Here is the recipe, in case you were curious.

West Yorkshire Bitter
8-B Special/Best/Premium Bitter
Author: ISUBrew79
Date: 12/18/10

Size: 5.5 gal
Efficiency: 80.0%
Attenuation: 75.0%

Original Gravity: 1.048 (1.040 - 1.048)
Terminal Gravity: 1.012 (1.008 - 1.012)
Color: 12.57 (5.0 - 16.0)
Alcohol: 4.01% (3.8% - 4.6%)
Bitterness: 33.5 (25.0 - 40.0)

Ingredients:
8.75 lb Maris Otter
8 oz Caramel Malt 120L
48 g Willamette (4.7%) - added during boil, boiled 60.0 min
28 g East Kent Goldings (5.0%) - added during boil, boiled 20.0 min
2.2 g Wyeast Nutrient - added during boil, boiled 15.0 min
1.0 ea Whirlfloc Tablets (Irish moss) - added during boil, boiled 10.0 min
28 g East Kent Goldings (5.0%) - added during boil, boiled 0.0 min
1.0 ea WYeast 1469 West Yorkshire Ale
7 g East Kent Goldings (5.0%) - added dry to secondary fermenter


Mashed at 150 F for 60 minutes.

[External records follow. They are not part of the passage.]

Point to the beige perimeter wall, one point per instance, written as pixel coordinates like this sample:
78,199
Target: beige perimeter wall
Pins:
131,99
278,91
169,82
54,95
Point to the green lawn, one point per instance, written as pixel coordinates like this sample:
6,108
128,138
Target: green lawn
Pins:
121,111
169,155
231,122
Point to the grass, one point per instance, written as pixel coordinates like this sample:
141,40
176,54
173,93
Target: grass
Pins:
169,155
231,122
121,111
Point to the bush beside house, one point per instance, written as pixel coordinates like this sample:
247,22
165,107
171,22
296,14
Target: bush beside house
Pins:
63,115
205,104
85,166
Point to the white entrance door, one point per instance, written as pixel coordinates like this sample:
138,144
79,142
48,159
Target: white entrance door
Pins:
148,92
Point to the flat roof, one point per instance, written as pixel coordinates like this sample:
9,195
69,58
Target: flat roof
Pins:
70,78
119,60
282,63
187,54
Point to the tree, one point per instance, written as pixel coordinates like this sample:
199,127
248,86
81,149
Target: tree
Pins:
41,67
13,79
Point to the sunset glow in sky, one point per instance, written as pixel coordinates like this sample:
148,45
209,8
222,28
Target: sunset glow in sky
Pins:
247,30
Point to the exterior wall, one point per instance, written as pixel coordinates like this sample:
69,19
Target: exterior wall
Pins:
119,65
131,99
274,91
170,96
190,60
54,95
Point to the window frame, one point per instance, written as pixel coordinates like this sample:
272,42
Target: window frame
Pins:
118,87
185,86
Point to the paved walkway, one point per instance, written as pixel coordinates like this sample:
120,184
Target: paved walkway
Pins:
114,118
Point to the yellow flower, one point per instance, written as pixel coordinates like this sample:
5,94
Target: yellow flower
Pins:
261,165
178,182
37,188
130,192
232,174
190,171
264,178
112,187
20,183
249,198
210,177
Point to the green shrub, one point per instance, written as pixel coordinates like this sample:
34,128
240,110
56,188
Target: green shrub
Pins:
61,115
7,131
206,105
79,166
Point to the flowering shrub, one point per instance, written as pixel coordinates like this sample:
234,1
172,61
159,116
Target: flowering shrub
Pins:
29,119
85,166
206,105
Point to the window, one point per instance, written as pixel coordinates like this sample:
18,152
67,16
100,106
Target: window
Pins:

Fly sparged until pre-boil volume was achieved. 75 minute boil. Fermented at 68 F.
 
you won't be able to call it "real ale",but who cares. It will get you the effect you desire of a lowcarbed beer. I wouldn't clear it though with gelatin or anything. Just don't try and have any beer snobs over to see your new "cask" or "firkin".